[jira] [Updated] (SPARK-22335) Union for DataSet uses column order instead of types for union

Carlos Bribiescas (JIRA) Mon, 23 Oct 2017 08:48:52 -0700

     [ 
https://issues.apache.org/jira/browse/SPARK-22335?page=com.atlassian.jira.plugin.system.issuetabpanels:all-tabpanel
 ]


Carlos Bribiescas updated SPARK-22335:
--------------------------------------
    Description: 
I see union uses column order for a DF. This to me is "fine" since they aren't 
typed.
However, for a dataset which is supposed to be strongly typed it is actually 
giving the wrong result. If you try to access the members by name, it will use 
the order.
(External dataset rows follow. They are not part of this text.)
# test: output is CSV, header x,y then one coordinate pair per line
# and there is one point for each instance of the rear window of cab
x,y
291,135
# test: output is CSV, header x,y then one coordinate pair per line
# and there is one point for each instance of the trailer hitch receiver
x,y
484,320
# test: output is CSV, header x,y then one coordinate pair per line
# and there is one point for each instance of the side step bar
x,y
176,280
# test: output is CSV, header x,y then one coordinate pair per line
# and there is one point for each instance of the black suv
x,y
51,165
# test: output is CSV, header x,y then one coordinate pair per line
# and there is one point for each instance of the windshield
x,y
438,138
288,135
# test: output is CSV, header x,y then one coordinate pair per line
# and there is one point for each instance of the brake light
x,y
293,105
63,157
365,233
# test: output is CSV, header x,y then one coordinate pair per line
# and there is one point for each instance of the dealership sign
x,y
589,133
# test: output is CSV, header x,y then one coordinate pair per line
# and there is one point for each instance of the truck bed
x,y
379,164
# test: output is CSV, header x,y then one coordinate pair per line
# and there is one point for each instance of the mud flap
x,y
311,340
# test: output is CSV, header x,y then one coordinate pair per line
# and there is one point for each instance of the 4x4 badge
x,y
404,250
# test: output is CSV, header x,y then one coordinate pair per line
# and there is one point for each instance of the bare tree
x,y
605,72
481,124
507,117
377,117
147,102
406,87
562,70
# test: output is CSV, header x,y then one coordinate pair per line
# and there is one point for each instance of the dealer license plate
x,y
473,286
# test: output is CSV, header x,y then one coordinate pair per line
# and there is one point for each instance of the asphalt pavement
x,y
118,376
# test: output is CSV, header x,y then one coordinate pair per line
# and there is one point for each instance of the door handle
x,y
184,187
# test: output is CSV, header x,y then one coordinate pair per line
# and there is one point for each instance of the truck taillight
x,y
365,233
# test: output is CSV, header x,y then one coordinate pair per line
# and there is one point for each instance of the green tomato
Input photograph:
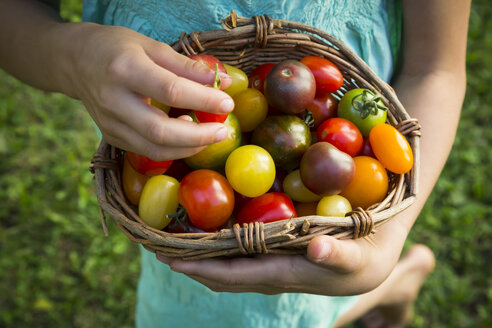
x,y
159,199
334,205
296,190
363,108
250,170
239,80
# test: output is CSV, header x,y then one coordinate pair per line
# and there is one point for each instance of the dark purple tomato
x,y
290,87
325,170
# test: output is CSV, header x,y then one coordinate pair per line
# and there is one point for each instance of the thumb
x,y
338,255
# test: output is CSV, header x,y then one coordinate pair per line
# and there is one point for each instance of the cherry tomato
x,y
274,206
363,108
258,76
251,108
296,190
335,205
369,184
207,197
328,77
250,170
367,149
239,80
133,182
322,108
391,148
342,134
159,199
146,166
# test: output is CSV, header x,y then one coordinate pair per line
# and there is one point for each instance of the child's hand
x,y
116,70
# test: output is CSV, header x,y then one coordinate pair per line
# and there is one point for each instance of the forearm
x,y
38,44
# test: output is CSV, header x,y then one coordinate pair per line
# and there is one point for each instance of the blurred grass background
x,y
58,270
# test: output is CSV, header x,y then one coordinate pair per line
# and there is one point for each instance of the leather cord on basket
x,y
363,222
253,239
410,126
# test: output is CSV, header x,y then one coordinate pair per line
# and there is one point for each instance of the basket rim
x,y
111,199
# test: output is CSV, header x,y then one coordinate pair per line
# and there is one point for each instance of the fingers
x,y
140,74
155,126
344,256
166,57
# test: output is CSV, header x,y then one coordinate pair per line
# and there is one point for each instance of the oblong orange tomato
x,y
133,182
391,148
369,184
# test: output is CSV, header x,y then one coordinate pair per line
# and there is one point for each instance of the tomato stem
x,y
217,79
367,103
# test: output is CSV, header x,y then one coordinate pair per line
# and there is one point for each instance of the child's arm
x,y
431,87
111,70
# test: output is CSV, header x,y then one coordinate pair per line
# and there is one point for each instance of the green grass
x,y
58,270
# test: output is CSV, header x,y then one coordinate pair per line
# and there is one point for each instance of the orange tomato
x,y
369,184
133,182
391,148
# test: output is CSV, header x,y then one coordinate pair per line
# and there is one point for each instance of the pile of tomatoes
x,y
292,149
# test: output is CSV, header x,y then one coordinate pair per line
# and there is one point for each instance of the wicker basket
x,y
246,43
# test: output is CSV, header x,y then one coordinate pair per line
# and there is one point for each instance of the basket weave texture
x,y
247,43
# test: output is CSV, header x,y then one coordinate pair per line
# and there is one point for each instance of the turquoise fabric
x,y
169,299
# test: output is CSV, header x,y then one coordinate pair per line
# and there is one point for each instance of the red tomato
x,y
207,197
133,182
258,76
322,108
328,77
342,134
270,207
391,148
147,166
367,149
204,117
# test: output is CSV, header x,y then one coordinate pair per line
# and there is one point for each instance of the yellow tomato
x,y
239,80
159,199
251,108
369,184
133,182
296,190
250,170
334,205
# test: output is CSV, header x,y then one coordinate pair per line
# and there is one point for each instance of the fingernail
x,y
221,134
227,105
323,251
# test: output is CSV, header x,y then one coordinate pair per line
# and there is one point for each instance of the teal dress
x,y
169,299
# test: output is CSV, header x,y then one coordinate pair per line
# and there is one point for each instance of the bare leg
x,y
392,301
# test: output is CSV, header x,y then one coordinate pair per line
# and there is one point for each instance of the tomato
x,y
250,170
369,185
334,205
367,149
147,166
391,148
159,199
274,206
363,108
328,77
251,108
207,197
239,80
133,182
296,190
209,61
215,155
258,76
342,134
322,108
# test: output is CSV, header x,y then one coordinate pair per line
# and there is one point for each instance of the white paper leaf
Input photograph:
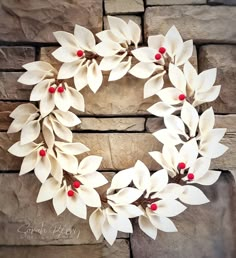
x,y
192,195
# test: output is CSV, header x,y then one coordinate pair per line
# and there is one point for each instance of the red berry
x,y
76,184
70,193
52,90
42,153
80,53
158,56
190,176
181,165
153,207
60,89
162,50
182,97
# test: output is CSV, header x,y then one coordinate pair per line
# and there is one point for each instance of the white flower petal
x,y
134,32
122,179
43,169
158,181
142,70
190,117
59,200
167,137
170,95
66,39
156,42
192,195
29,163
48,190
120,70
89,196
153,85
94,76
141,176
145,54
206,121
84,37
177,78
206,80
68,118
89,164
74,148
129,211
184,53
46,104
23,109
40,90
147,227
110,62
30,132
109,232
48,134
107,48
76,206
174,40
22,150
169,208
68,162
69,70
66,54
126,195
161,109
80,78
96,221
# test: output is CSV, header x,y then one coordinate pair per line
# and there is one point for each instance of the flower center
x,y
153,207
158,56
182,97
51,90
80,53
181,165
190,176
162,50
76,184
60,89
70,193
42,153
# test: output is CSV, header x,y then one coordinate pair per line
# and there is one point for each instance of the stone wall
x,y
116,126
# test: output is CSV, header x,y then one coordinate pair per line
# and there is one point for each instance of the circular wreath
x,y
189,140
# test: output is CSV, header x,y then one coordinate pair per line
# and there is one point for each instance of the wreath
x,y
189,140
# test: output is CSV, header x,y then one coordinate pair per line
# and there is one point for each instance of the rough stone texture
x,y
225,2
201,23
15,57
204,231
24,222
123,6
224,58
175,2
119,151
113,124
33,20
119,249
221,121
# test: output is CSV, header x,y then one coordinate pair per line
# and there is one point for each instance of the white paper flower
x,y
77,52
162,51
115,46
106,222
199,173
175,161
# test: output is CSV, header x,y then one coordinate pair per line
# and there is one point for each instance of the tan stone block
x,y
223,57
123,6
201,23
35,21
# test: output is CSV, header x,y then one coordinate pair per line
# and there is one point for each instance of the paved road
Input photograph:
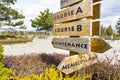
x,y
45,46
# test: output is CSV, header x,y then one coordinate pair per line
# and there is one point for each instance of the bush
x,y
4,72
32,63
16,40
51,74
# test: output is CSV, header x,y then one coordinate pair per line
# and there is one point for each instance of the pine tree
x,y
43,21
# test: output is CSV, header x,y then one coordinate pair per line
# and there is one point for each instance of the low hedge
x,y
16,40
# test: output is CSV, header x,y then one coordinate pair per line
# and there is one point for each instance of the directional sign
x,y
76,62
81,10
98,45
72,44
77,28
65,3
81,45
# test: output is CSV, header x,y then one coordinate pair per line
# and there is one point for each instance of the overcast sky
x,y
110,10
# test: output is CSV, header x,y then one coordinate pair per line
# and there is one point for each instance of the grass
x,y
15,40
36,64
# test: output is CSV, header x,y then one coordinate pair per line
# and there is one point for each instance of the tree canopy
x,y
9,16
109,31
43,21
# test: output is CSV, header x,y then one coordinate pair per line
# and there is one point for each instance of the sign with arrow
x,y
72,44
81,10
77,28
76,62
65,3
81,45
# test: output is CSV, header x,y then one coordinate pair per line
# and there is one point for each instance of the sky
x,y
110,10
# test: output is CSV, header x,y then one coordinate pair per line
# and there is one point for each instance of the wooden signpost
x,y
81,10
77,28
79,19
76,62
66,3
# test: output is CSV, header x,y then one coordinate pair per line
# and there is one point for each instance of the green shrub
x,y
51,74
16,40
4,72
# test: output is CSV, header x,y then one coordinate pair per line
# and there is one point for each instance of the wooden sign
x,y
65,3
76,62
98,45
81,45
81,10
77,28
72,44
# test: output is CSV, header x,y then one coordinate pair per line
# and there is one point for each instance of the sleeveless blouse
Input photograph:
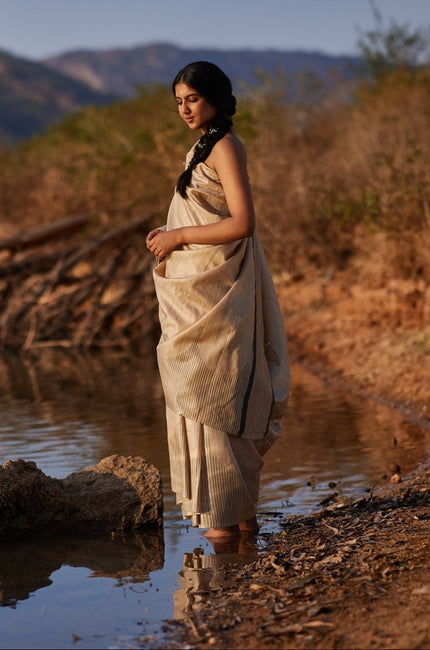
x,y
222,354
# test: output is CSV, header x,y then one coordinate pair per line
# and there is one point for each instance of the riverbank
x,y
353,575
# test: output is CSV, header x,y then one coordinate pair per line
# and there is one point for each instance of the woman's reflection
x,y
202,574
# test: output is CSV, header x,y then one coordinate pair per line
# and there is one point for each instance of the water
x,y
67,412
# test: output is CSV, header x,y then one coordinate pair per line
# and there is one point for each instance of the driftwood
x,y
60,290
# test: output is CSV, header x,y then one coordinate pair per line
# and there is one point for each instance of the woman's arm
x,y
228,158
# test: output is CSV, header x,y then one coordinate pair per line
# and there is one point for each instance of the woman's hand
x,y
161,242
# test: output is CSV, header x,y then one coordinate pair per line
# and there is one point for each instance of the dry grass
x,y
324,177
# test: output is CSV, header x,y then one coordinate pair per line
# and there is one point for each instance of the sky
x,y
40,28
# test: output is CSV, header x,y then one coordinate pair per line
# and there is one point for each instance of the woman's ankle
x,y
249,526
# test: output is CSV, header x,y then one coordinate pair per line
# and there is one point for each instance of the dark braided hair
x,y
212,84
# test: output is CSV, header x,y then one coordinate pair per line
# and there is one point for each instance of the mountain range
x,y
34,95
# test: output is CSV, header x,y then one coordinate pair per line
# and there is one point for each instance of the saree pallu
x,y
222,358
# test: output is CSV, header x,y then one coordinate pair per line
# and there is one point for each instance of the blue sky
x,y
39,28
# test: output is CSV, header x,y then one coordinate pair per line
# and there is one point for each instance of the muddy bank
x,y
355,574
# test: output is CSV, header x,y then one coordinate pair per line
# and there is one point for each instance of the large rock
x,y
119,494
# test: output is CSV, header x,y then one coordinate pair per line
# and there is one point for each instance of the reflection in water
x,y
202,574
27,566
68,411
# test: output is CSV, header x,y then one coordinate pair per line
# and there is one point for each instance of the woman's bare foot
x,y
249,526
225,532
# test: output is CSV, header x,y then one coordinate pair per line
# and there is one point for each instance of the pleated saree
x,y
223,362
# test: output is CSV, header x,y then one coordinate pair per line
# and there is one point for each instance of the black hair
x,y
214,85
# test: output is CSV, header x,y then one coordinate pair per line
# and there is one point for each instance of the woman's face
x,y
194,109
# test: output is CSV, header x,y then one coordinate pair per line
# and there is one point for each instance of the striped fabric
x,y
222,355
216,477
223,362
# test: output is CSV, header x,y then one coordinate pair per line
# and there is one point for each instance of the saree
x,y
223,361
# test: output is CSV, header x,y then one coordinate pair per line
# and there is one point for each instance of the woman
x,y
222,354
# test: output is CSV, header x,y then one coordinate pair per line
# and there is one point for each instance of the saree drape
x,y
222,355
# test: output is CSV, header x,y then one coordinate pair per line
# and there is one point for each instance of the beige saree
x,y
223,362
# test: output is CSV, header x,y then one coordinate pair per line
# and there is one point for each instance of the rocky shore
x,y
352,575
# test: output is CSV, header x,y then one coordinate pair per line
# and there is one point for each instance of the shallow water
x,y
67,412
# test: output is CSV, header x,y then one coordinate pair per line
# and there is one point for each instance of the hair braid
x,y
214,85
219,126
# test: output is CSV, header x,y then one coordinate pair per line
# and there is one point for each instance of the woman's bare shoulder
x,y
229,145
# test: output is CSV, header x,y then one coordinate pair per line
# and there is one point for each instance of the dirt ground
x,y
352,575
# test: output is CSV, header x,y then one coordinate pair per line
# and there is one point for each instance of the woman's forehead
x,y
183,90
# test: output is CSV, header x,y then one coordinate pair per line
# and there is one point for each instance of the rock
x,y
119,494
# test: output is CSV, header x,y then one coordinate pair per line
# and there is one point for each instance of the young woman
x,y
222,354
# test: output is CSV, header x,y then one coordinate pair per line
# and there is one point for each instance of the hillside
x,y
119,71
33,96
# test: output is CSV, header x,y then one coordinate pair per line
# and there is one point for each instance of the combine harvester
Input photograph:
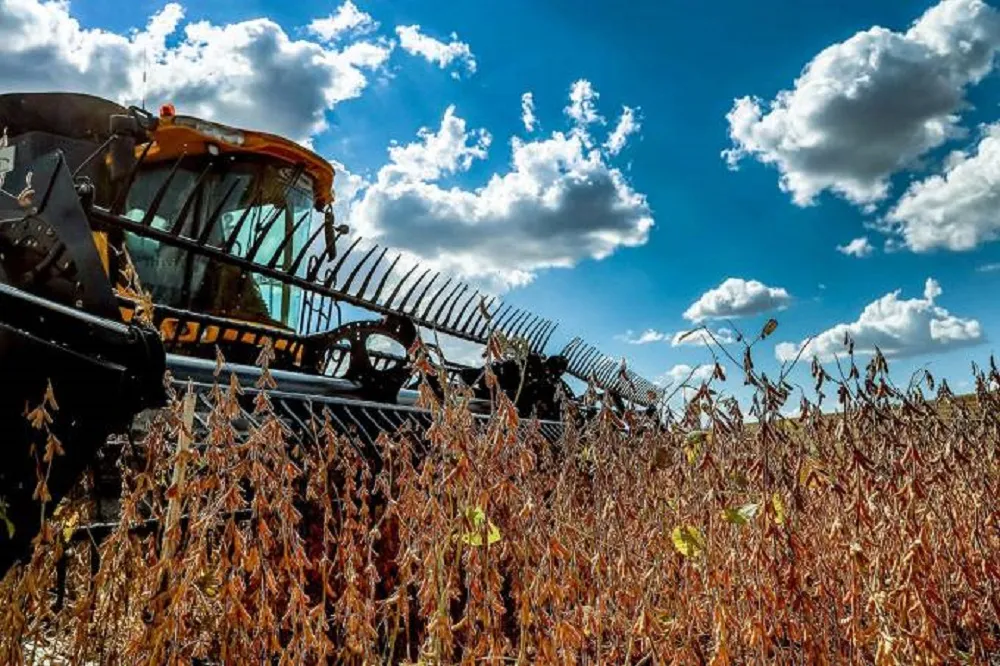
x,y
231,232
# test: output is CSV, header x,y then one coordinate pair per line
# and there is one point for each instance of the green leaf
x,y
693,444
688,541
741,515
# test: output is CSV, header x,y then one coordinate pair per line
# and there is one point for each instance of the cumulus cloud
x,y
859,247
627,125
737,297
867,107
528,112
701,337
558,203
346,20
582,106
692,375
899,327
250,73
649,336
959,209
442,54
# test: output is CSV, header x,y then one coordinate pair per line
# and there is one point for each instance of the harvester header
x,y
136,247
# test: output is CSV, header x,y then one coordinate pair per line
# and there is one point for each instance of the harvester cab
x,y
134,244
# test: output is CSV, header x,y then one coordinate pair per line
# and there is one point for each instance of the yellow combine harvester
x,y
231,234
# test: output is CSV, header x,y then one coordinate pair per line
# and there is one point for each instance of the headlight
x,y
220,133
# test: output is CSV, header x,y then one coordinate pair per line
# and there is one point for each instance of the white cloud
x,y
898,327
737,297
250,74
859,247
582,106
870,106
701,338
452,148
346,20
649,336
959,209
691,375
558,204
442,54
627,125
528,112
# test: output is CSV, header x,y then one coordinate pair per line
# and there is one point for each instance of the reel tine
x,y
423,293
449,299
364,285
385,277
357,267
400,284
332,275
567,351
548,336
477,316
500,313
294,269
515,325
532,334
433,300
402,306
465,307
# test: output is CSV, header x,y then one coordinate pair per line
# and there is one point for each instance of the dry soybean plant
x,y
870,536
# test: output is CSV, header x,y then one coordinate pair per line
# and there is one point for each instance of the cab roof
x,y
176,136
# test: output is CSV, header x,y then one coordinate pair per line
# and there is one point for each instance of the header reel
x,y
232,233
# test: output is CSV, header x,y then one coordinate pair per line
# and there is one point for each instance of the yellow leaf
x,y
688,541
741,515
693,444
474,537
779,508
69,526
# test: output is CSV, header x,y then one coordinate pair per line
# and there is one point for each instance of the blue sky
x,y
680,66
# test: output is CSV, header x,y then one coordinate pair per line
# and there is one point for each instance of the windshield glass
x,y
264,218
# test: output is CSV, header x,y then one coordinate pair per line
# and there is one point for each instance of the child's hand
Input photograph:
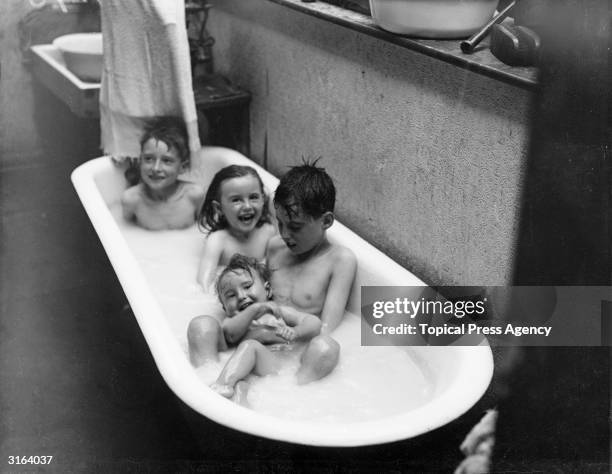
x,y
270,307
286,333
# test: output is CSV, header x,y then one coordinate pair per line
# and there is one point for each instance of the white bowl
x,y
433,18
82,53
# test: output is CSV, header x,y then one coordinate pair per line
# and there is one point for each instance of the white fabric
x,y
147,71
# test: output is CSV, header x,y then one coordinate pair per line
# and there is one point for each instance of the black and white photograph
x,y
331,236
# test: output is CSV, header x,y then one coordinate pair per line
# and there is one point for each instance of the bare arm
x,y
339,290
303,326
210,260
236,327
196,195
129,199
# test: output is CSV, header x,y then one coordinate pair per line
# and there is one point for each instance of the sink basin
x,y
82,54
438,19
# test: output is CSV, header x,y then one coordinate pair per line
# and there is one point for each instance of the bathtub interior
x,y
460,374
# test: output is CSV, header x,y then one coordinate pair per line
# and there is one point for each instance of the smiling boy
x,y
161,200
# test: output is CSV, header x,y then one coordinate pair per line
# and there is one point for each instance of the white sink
x,y
82,53
50,69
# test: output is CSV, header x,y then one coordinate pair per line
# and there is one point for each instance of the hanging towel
x,y
147,71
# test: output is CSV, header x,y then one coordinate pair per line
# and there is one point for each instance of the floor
x,y
78,381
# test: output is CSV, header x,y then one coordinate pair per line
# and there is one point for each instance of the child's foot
x,y
241,392
226,391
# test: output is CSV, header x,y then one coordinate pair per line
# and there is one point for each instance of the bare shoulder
x,y
269,230
216,237
132,195
194,191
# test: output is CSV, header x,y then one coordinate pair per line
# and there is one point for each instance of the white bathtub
x,y
462,374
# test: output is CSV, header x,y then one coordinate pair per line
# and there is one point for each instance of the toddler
x,y
244,292
236,215
162,201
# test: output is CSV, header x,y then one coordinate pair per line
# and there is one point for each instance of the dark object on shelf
x,y
470,44
515,45
223,112
200,44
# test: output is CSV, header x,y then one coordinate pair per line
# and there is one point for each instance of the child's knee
x,y
319,359
202,327
249,345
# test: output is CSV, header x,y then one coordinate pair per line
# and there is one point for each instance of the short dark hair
x,y
248,264
171,130
208,219
307,186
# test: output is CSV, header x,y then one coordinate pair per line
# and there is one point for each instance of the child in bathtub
x,y
308,272
236,215
161,200
244,292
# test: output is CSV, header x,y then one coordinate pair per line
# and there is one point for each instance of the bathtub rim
x,y
470,382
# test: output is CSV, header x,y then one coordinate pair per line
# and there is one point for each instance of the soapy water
x,y
368,383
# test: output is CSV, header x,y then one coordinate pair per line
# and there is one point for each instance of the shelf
x,y
481,61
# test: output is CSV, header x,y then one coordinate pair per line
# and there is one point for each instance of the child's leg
x,y
250,356
318,360
206,339
240,393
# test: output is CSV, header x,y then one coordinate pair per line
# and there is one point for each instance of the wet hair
x,y
308,187
172,131
240,262
209,220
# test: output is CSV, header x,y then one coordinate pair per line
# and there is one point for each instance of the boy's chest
x,y
302,286
167,214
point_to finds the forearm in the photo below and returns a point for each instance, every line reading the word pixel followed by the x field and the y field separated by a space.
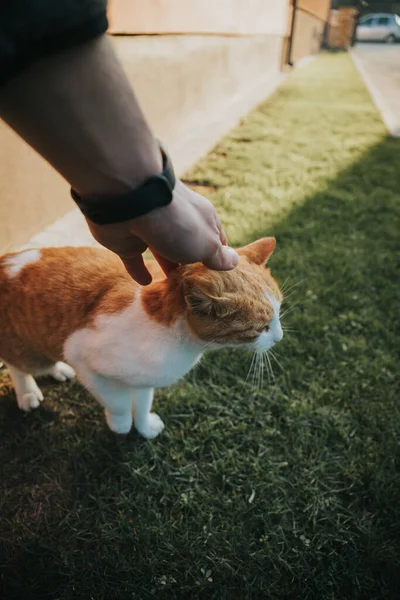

Heres is a reproducible case. 2.2.0

{code:java}

  case class AB(a : String, b : String)

  val abDf = sc.parallelize(List(("aThing","bThing"))).toDF("a", "b")
  val baDf = sc.parallelize(List(("bThing","aThing"))).toDF("b", "a")
  
  abDf.union(baDf).show() // as linked ticket states, its "Not a problem"
  
  val abDs = abDf.as[AB]
  val baDs = baDf.as[AB]
  
  abDs.union(baDs).show()  // This gives wrong result since a Dataset[AB] 
should be correctly mapped by type, not by column order
  
  abDs.union(baDs).map(_.a).show() // This gives wrong result since a 
Dataset[AB] should be correctly mapped by type, not by column order

   abDs.union(baDs).rdd.take(2) // This also gives wrong result

  baDs.map(_.a).show() // However, this gives the correct result, even though 
columns were out of order.
  abDs.map(_.a).show() // This is correct too

  baDs.select("a","b").as[AB].union(abDs).show() // This is the same workaround 
for linked issue, slightly modified.  However this seems wrong since its 
supposed to be strongly typed
  
  baDs.rdd.toDF().as[AB].union(abDs).show()  // This however gives correct 
result, which is logically inconsistent behavior
{code}

So its inconsistent and a bug IMO.  And I'm not sure that the suggested work 
around is really fair, since I'm supposed to be getting of type `AB`.  More 
importantly I think the issue is bigger when you consider that it happens even 
if you read from parquet (as you would expect).  And that its inconsistent when 
going to/from rdd.

I imagine its just lazily converting to typed DS instead of initially.  So 
either that typing could be prioritized to happen before the union or unioning 
of DF could be done with column order taken into account.  Again, this is 
speculation..

  was:
I see union uses column order for a DF. This to me is "fine" since they aren't 
typed.
However, for a dataset which is supposed to be strongly typed it is actually 
giving the wrong result. If you try to access the members by name, it will use 
the order. Heres is a reproducible case. 2.2.0

{code:java}

  case class AB(a : String, b : String)

  val abDf = sc.parallelize(List(("aThing","bThing"))).toDF("a", "b")
  val baDf = sc.parallelize(List(("bThing","aThing"))).toDF("b", "a")
  
  abDf.union(baDf).show() // as linked ticket states, its "Not a problem"
  
  val abDs = abDf.as[AB]
  val baDs = baDf.as[AB]
  
  abDs.union(baDs).show()  // This gives wrong result since a Dataset[AB] 
should be correctly mapped by type, not by column order
  
  abDs.union(baDs).map(_.a).show() // This gives wrong result since a 
Dataset[AB] should be correctly mapped by type, not by column order

   abDs.union(baDs).rdd.take(2) // This also gives wrong result

  baDs.map(_.a).show() // However, this gives the correct result, even though 
columns were out of order.
  abDs.map(_.a).show() // This is correct too

  baDs.select("a","b").as[AB].union(abDs).show() // This is the same workaround 
for linked issue, slightly modified.  However this seems wrong since its 
supposed to be strongly typed
  
  baDs.rdd.toDF().as[AB].union(abDs).show()  // This however gives correct 
result, which is logically inconsistent behavior
{code}

So its inconsistent and a bug IMO.  And I'm not sure that the suggested work 
around is really fair, since I'm supposed to be getting of type `AB`.  More 
importantly I think the issue is bigger when you consider that it happens even 
if you read from parquet (as you would expect).  And that its inconsistent when 
going to/from rdd.

I imagine its just lazily converting to typed DS instead of initially.  So 
either that could be prioritized or unioning of DF could be done with column 
order taken into account.  Again, this is speculation..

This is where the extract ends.